US Treasury yields fell sharply from tenor to tenor last week. It is possible to dive further to test their short term supports from which a corrective rebound is possible. The broader view remains bearish to break term supports and see a deeper decline in the medium term. German rates are falling as expected and keeping our bearish outlook intact. Yields could fall further in the coming days. The GoI 10Yr and 5Yr can oscillate in a side range for a little longer.
The yields on 2-year (0.41%), 5-year (1.07%), 10-year (1.47%) and 30-year (1.90%) US Treasuries have appreciated strongly between deadlines Friday. The 10Yr has plunged below 1.5% and can now test 1.4% -1.35% on the downside while it remains below 1.5%. The 30Yr, on the other hand, may test 1.8% -1.75% on a further decline below 1.9% from here.
The German 2-year (-0.75%), the 5-year (-0.59%), the 10-year (-0.28%) and the 30-year (0.06%) fell sharply towards the end of last week. The 10-year has fallen below -0.2% as expected and can now head towards -0.3% and -0.4%. The 30Yr went down to 0.05% in line with our expectations. A rebound of the region from 0.05% to 0% to 0.1% is possible before the 30-year finally falls below 0%.

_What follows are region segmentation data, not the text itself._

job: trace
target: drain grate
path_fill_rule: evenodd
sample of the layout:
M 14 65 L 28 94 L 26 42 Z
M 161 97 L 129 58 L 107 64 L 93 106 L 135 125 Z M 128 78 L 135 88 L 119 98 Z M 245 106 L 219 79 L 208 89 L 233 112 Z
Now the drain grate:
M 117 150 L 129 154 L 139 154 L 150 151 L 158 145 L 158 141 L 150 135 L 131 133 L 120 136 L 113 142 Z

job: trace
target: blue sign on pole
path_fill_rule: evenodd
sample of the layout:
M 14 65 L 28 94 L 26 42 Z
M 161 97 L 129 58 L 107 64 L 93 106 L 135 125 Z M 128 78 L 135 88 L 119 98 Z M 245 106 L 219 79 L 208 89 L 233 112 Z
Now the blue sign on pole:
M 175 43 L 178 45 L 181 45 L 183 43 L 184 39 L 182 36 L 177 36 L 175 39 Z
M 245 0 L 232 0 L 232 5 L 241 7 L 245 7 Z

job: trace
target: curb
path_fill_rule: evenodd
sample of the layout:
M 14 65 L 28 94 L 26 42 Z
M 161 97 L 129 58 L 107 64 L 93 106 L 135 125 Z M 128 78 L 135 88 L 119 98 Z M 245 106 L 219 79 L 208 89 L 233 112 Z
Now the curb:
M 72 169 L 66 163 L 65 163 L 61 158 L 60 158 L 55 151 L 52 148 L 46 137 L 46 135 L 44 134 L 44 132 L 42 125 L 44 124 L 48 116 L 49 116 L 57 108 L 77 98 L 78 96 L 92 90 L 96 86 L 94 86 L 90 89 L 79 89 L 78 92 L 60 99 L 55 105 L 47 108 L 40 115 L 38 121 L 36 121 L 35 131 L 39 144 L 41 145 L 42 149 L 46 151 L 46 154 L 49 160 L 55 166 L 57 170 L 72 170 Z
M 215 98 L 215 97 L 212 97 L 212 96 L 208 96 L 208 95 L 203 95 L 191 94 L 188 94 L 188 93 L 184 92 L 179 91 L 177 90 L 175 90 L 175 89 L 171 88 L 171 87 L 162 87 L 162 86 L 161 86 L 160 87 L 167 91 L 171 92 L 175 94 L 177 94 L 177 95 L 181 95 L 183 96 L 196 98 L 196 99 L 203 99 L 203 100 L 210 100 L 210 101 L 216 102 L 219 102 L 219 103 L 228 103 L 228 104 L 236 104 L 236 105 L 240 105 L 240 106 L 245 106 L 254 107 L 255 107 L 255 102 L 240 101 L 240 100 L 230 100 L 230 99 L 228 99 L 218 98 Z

India’s 10-year GoI (6.3577%) may stay in the 6.3% to 6.4% range for some time to come. We reiterate that 6.43% to 6.45% will be a bullish cap and a drop to 6.2% and below should be seen in the medium term. A break below 6.3% will pave the way for this fall.
The 5-year GoI (5.7271%) is stuck between 5.7% and 5.78%. We will have to wait for a breakout of this range to see clearly if the 5yr can move up to 5.82% -5.85% or fall to 5.66% and below.